Questa cosa non mi ha mai convinto perché per me significa semplicemente essere osservatori di ciò che accade e scattare a raffica tanto prima poi una foto giusta la becchiamo. Il che è quasi come affidarsi al caso.
Sicuramente è un metodo che porta i suoi frutti, non voglio metterlo in discussione, ma credo sia proprio il principio di fondo che è sbagliato. O meglio, sarebbe giusto se limitassimo il lavoro di un fotografo a quello di un documentarista, di colui che guarda e riporta esattamente ciò che accade, a colui che affida la sua opera al pulsante di scatto.
Tutto ciò esclude il far accadere qualcosa, il prendere decisioni e l’essere la mente del proprio lavoro, esclude quasi l’essere umano inteso come essere pensante, progettante ed esecutore.
Quello che invece è secondo me il vero nocciolo della questione è il rapporto tra fotografo e soggetto, che si tratti di persone o di oggetti non fa differenze, è l’entrarci in rapporto che conta, la sintonia o i contrasti, l’essere a proprio agio o il disagio, sensazioni positive o negative ma comunque rilevanti e rivelanti perché nelle nostre foto portiamo ciò che viviamo.

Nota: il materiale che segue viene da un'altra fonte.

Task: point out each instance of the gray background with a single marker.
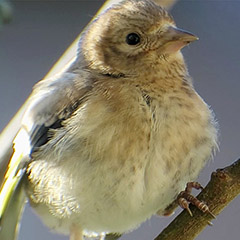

Il creare un rapporto, spesso di durata brevissima, giusto il tempo di qualche scatto, è il punto sul quale ruota la riuscita delle foto al punto che una volta entrati in sintonia non ci sono momenti migliori di altri o attimi magici. Il tutto funzionerà senza ombra di dubbio.
Come ogni attività svolta dall’essere umano dovrebbe essere proprio l’umanità della cosa a fare da padrona buttando via le paure, accettando i rischi di non piacere a tutti, di suscitare critiche e allontanarsi dal consenso popolare e godensosi in libertà le scoperte che ogni sessione fotografica può offrirci.
Farà bene alla nostra fotografia a alla nostra persona. Provare per credere.
Tra cogliere l’attimo e scattare a raffica c’è una differenza abissale.
Chi scatta a raffica evidentemente non sa cogliere, visto che fotografa tutto nella speranza di fare un buono scatto.
Cogliere l’attimo significa innanzitutto avere estrema sensibilità nei confronti di ciò che ci circonda, e poi avere l’intuito per capire il momento giusto.
Sono doti che non si imparano e che che a mio avviso rappresentano l’aspetto più artistico della fotografia.
“Costruire” uno scenario al contrario è più alla portata di chi studia: lo definirei l’aspetto “ingegneristico” della fotografia.
Può portare a risultati indubbiamente spettacolari e perfetti ma a mio avviso sono fotografie… senza anima.